Accelerate read performance of stateful workloads with GKE Data Cache

Standard

This guide describes how you can improve the performance of read-heavy stateful applications by using GKE Data Cache in your Google Kubernetes Engine (GKE) clusters. GKE Data Cache is a managed block storage solution that speeds up read operations for your stateful applications, like databases, that run on GKE.

You can use Data Cache only with GKE Standard clusters. This guide walks you through enabling GKE Data Cache when you create a new GKE Standard cluster or a node pool, and provisioning GKE attached disks with Data Cache acceleration.

About GKE Data Cache

With GKE Data Cache, you can use Local SSDs on your GKE nodes as a cache layer for your persistent storage, like Persistent Disks or Hyperdisks. Using Local SSDs reduces disk read latency and increase the queries per second (QPS) for your stateful workloads while minimizing memory requirements. GKE Data Cache supports all types of Persistent Disk or Hyperdisk as backing disks.

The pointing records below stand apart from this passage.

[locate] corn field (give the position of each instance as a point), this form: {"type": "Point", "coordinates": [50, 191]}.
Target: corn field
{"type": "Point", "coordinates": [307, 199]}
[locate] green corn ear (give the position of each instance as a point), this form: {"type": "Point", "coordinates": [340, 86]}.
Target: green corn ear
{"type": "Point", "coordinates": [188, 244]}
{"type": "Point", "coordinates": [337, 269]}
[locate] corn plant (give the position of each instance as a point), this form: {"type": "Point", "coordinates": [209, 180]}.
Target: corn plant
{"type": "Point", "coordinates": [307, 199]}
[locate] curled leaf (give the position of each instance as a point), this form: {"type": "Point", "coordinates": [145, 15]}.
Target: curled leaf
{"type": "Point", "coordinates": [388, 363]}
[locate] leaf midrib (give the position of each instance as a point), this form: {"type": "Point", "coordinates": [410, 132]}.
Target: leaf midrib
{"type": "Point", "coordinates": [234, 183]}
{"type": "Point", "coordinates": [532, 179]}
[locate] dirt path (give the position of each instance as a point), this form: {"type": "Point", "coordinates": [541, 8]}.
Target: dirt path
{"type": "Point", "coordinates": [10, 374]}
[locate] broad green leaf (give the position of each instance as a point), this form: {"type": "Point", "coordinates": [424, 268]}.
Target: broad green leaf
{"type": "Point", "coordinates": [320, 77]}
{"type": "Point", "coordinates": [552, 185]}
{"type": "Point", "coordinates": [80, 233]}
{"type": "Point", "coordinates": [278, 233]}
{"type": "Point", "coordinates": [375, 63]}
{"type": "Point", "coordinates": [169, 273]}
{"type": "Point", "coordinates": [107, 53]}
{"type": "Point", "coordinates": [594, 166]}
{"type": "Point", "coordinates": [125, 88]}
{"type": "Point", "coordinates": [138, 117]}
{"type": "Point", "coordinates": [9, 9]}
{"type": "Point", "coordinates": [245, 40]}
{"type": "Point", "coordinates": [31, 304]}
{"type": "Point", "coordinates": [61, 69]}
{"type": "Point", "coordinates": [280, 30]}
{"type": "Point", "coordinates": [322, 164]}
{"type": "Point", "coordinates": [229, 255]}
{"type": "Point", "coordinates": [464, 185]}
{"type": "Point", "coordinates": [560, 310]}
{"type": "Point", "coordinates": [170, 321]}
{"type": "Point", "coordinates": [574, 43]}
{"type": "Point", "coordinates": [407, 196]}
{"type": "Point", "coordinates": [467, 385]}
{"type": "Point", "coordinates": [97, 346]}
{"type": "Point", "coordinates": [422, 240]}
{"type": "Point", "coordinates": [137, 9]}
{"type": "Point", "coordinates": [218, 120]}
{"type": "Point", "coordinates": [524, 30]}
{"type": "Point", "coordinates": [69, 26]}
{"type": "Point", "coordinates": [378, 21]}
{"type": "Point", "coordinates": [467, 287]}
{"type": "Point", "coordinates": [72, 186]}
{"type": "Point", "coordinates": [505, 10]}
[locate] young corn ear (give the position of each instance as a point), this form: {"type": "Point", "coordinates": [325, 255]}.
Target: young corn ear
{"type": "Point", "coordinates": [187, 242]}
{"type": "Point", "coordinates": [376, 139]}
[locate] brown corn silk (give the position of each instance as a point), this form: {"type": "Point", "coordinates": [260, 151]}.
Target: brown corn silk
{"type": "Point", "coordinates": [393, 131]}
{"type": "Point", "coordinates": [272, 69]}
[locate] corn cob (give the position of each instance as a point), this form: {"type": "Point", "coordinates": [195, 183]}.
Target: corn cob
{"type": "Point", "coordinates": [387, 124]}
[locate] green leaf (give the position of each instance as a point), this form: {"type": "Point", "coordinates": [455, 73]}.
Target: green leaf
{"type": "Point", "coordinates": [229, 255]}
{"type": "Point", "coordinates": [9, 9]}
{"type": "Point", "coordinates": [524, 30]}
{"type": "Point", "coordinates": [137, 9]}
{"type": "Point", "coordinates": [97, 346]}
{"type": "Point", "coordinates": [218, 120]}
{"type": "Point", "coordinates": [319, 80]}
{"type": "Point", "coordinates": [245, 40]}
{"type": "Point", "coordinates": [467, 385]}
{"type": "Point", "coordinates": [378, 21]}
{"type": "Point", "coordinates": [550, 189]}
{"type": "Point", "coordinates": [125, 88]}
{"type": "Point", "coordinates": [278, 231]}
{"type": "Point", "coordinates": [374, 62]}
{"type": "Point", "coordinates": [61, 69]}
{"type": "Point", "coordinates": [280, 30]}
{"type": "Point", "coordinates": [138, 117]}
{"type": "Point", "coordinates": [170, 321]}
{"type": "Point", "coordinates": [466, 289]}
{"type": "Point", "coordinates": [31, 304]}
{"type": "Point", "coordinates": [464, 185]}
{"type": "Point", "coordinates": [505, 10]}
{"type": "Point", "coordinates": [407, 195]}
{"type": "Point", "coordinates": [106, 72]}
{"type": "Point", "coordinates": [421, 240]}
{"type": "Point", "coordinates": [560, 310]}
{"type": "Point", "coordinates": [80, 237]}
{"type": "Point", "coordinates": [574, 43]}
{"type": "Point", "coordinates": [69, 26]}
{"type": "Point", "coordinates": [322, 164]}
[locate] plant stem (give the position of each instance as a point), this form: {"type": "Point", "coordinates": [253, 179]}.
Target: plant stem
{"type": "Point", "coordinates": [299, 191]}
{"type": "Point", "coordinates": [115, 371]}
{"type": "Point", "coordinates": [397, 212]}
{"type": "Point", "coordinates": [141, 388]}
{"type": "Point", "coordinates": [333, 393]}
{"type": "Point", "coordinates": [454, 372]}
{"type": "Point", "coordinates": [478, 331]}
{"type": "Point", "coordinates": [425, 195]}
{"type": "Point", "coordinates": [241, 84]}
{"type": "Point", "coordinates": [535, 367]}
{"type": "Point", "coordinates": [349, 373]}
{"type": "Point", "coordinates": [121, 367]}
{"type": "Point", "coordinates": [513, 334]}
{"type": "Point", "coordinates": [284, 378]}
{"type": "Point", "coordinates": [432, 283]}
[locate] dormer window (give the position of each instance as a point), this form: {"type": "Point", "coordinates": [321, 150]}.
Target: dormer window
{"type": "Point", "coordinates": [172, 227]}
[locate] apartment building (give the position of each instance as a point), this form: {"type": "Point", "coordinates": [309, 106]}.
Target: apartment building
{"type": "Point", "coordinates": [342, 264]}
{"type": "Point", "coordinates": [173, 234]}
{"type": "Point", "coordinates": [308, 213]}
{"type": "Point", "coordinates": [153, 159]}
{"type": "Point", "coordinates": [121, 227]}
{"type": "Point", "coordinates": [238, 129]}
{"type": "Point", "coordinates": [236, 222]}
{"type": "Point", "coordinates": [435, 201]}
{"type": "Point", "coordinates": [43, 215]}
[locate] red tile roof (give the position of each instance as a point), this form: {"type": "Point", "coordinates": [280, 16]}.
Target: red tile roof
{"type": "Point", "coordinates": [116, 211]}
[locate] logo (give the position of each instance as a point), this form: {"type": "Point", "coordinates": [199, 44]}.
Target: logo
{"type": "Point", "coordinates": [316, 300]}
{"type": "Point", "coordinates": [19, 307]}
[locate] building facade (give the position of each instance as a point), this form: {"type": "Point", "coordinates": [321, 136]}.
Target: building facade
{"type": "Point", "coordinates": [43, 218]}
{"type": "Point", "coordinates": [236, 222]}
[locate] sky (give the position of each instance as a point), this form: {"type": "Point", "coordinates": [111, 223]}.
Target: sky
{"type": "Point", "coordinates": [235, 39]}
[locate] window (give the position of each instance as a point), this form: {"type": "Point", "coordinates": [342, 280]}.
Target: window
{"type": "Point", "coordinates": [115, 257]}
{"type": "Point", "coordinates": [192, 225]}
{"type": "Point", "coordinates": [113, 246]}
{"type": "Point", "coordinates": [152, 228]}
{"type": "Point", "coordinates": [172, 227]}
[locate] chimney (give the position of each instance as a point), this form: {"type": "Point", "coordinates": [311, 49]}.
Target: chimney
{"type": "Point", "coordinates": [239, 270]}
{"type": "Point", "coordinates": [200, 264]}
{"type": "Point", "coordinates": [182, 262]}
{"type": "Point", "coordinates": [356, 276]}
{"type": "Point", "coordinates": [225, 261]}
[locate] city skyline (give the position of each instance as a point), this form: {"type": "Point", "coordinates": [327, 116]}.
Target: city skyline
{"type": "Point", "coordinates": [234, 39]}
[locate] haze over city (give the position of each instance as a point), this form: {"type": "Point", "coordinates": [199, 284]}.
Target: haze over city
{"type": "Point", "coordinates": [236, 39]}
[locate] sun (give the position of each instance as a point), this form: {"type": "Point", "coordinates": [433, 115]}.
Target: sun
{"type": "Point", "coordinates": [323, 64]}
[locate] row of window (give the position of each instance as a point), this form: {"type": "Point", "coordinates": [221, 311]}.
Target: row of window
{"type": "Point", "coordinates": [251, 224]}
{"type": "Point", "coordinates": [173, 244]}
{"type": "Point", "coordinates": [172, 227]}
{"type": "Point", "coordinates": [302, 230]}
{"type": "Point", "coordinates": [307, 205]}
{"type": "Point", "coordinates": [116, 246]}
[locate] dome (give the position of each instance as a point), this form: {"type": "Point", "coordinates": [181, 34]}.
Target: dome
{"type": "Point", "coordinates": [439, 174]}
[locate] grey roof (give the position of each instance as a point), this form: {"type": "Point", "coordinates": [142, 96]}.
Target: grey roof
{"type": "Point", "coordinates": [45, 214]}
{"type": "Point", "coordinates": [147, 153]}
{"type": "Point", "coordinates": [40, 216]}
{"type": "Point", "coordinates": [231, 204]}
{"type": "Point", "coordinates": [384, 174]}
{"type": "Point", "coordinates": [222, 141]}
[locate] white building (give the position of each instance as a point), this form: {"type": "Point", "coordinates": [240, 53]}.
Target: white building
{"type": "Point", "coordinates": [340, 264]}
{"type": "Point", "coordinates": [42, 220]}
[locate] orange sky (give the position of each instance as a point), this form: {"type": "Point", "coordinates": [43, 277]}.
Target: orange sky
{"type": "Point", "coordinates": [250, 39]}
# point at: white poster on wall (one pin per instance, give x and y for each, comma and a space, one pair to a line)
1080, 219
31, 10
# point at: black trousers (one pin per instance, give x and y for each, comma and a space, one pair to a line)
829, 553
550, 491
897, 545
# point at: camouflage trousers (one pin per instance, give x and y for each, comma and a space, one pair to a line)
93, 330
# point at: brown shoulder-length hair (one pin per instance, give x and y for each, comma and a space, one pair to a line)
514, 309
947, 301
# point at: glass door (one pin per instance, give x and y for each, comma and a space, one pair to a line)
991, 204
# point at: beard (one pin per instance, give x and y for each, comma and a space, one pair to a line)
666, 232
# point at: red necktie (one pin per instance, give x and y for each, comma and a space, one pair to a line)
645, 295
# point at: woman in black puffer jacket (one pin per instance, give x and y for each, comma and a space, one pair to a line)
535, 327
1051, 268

To use GKE Data Cache for your application, configure your GKE node pool with attached Local SSDs. You can configure GKE Data Cache to use all or part of the attached Local SSD. Local SSDs that are used by the GKE Data Cache solution are encrypted at rest by using standard Google Cloud encryption.

Benefits

GKE Data Cache offers the following benefits:

Increased rate of queries handled per second for conventional databases, like MySQL or Postgres, and vector databases.
Improved read performance for stateful applications by minimizing disk latency.
Faster data hydration and rehydration because the SSDs are local to the node. Data hydration refers to the initial process of loading the necessary data from persistent storage onto the Local SSD. Data rehydration refers to the process of restoring the data on the Local SSDs after a node is recycled.

Deployment architecture

The following diagram shows an example of a GKE Data Cache configuration with two Pods that each run an app. The Pods run on the same GKE node. Each Pod uses a separate Local SSD and a backing persistent disk.

Deployment modes

You can set up GKE Data Cache in one of two modes:

Writethrough (Recommended): When your application writes data, the data is written synchronously to both the cache and the underlying persistent disk. The writethrough mode prevents data loss, and is suitable for most production workloads.
Writeback: When your application writes data, the data is written only to the cache. Then, the data is written to the persistent disk asynchronously (in the background). The writeback mode improves write performance, and is suitable for workloads that rely on speed. However this mode affects reliability. If the node unexpectedly shuts down, unflushed cache data will be lost.

Objectives

In this guide, you learn how to:

Create an underlying GKE infrastructure to use GKE Data Cache.
Create a dedicated node pool with attached Local SSDs.
Create a StorageClass for dynamically provisioning a PersistentVolume (PV) when a Pod requests it through a PersistentVolumeClaim (PVC).
Create a PVC to request a PV.
Create a Deployment that uses a PVC to ensure that your application has access to persistent storage even after a Pod restarts, and during rescheduling.

Requirements and planning

Ensure that you meet the following requirements for using GKE Data Cache:

Your GKE cluster must be running version 1.32.3-gke.1440000 or later.
Your node pools must use machine types that support Local SSDs. For more information, see Machine series support.

Planning

Consider these aspects when you plan storage capacity for GKE Data Cache:

The maximum number of Pods per node that'll use GKE Data Cache concurrently.
The expected cache size requirements of Pods that'll use GKE Data Cache.
The total capacity of Local SSDs available on your GKE nodes. For information about which machine types have Local SSDs attached by default and which machine types require you to attach Local SSDs, see Choose a valid number of Local SSD disks.
For third or later-generation machine types (which have a default number of Local SSDs attached), note that the Local SSDs for Data Cache are reserved out of the total available Local SSDs on that machine.
The file system overhead that can reduce the usable space on Local SSDs. For example, even if you have a node that has two Local SSDs with 750 GiB of total raw capacity, the available space for all Data Cache volumes might be less because of file system overhead. Some Local SSD capacity is reserved for system use.

Limitations

Incompatibility with Backup for GKE

To maintain data integrity in scenarios such as disaster recovery or application migration, you might need to back up and restore your data. If you use Backup for GKE to restore a PVC that is configured to use Data Cache, the restore process fails. This failure occurs because the restore process does not correctly propagate the necessary data cache parameters from the original StorageClass.

Pricing

You are billed for the total provisioned capacity of your Local SSDs and the attached persistent disks. You are charged per GiB per month.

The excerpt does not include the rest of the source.